Utilizing Catboost Regression Metrics

When interpreting CatBoost regression metrics, it’s essential to consider the context of the problem and the type of data being used. Here are some general guidelines:

  • Lower is better: For metrics like MSE, MAE, and RMSE, a lower value indicates better model performance.
  • Higher is better: For metrics like R-Squared, a higher value indicates better model performance.
  • Context matters: The choice of metric and the interpretation of results depend on the specific problem and data.

Lets take an example to point out an instance of catboost regression metrics on Iris Dataset.

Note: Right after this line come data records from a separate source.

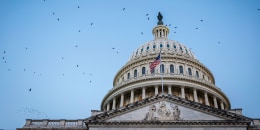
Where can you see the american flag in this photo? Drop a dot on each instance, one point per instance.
(155, 63)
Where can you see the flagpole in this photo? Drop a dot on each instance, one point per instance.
(161, 72)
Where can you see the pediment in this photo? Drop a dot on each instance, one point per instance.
(165, 108)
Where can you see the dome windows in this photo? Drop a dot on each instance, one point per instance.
(171, 69)
(135, 73)
(189, 72)
(143, 70)
(128, 75)
(162, 68)
(181, 69)
(154, 46)
(197, 74)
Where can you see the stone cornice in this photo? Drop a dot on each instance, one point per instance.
(180, 101)
(165, 124)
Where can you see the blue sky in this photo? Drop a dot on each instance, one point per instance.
(69, 64)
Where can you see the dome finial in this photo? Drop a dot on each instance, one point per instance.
(160, 22)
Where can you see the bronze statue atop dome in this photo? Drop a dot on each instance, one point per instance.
(160, 17)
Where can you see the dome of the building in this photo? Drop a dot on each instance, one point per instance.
(163, 44)
(179, 74)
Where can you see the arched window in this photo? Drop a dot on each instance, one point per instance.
(143, 70)
(181, 69)
(197, 74)
(162, 68)
(171, 69)
(189, 71)
(128, 75)
(135, 73)
(154, 46)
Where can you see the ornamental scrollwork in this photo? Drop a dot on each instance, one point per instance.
(162, 112)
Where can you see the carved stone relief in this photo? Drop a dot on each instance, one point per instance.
(163, 112)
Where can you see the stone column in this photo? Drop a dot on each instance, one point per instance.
(182, 92)
(114, 103)
(156, 90)
(122, 100)
(132, 96)
(143, 93)
(222, 105)
(108, 106)
(206, 98)
(170, 89)
(215, 102)
(195, 95)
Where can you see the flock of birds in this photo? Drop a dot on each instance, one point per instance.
(30, 112)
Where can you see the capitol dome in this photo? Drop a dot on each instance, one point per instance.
(179, 74)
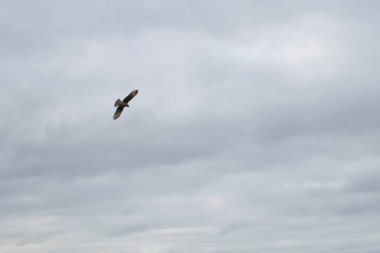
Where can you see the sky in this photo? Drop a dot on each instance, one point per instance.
(256, 126)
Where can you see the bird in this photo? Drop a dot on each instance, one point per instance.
(121, 104)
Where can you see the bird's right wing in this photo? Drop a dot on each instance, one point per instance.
(130, 96)
(118, 112)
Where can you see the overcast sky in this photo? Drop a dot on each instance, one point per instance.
(256, 126)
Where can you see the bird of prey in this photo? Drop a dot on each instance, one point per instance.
(121, 104)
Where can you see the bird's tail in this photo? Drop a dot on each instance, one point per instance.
(117, 103)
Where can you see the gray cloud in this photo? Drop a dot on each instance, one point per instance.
(255, 129)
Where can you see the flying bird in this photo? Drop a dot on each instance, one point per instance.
(121, 104)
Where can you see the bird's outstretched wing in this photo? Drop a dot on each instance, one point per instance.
(118, 112)
(130, 96)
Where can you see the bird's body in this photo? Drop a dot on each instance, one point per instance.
(121, 104)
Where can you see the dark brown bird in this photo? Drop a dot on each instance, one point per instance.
(121, 104)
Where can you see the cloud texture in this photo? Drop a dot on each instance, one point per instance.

Implement Catboost Algorithm

Python

import math import pandas as pd from sklearn.datasets import load_iris from sklearn.model_selection import train_test_split from catboost import CatBoostRegressor from sklearn.metrics import mean_squared_error, r2_score, explained_variance_score iris = load_iris() X = iris.data y = iris.target # Split data into train and test sets X_train, X_test, y_train, y_test = train_test_split(X, y, test_size=0.2, random_state=42) model = CatBoostRegressor(iterations=100, learning_rate=0.1, loss_function='RMSE') model.fit(X_train, y_train) y_pred = model.predict(X_test)

Calculate Catboost Regression Metrics

Python

# Calculate regression metrics mse = mean_squared_error(y_test, y_pred) r2 = r2_score(y_test, y_pred) explained_variance = explained_variance_score(y_test, y_pred) rmse = math.sqrt(mse) print(f"Mean Squared Error (MSE): {mse:.4f}") print(f"Root Mean Squared Error (RMSE): {rmse:.4f}") print(f"R-squared (R^2): {r2:.4f}") print(f"Explained Variance Score: {explained_variance:.4f}")

Output:

Mean Squared Error (MSE): 0.0067 Root Mean Squared Error (RMSE): 0.0817 R-squared (R^2): 0.9904 Explained Variance Score: 0.9906

Choosing the Right Catboost Regression Metric

  • Prioritize interpretability: If you need to easily explain your model’s performance to stakeholders, MAE or RMSE are often preferable. They directly relate to the units of your target variable. RMSE is suitable when large errors are particularly undesirable.
  • Outliers are a concern: If your dataset has outliers that you don’t want to overly influence your model evaluation, MAE is a good choice. It treats all errors equally.
  • Sensitivity to large errors is important: If it’s critical to capture and penalize large prediction errors, MSE or RMSE are more suitable.
  • Model fit assessment: R² or EVS provide a good overview of how well your model captures the overall variance in the target variable. R^2 is useful for understanding the proportion of variance explained by the model but should be used alongside other metrics.

Conclusion

In conclusion, Catboost is an effective algorithm for regression analysis, and it is possible to control such measurements as accuracy, overspending, area under the ROC curve, cross entropy, and others in the process of teaching the algorithm. If such metrics are applied and used by data scientists are guaranteed of having reliable regression models which can help to offer sound forecasts.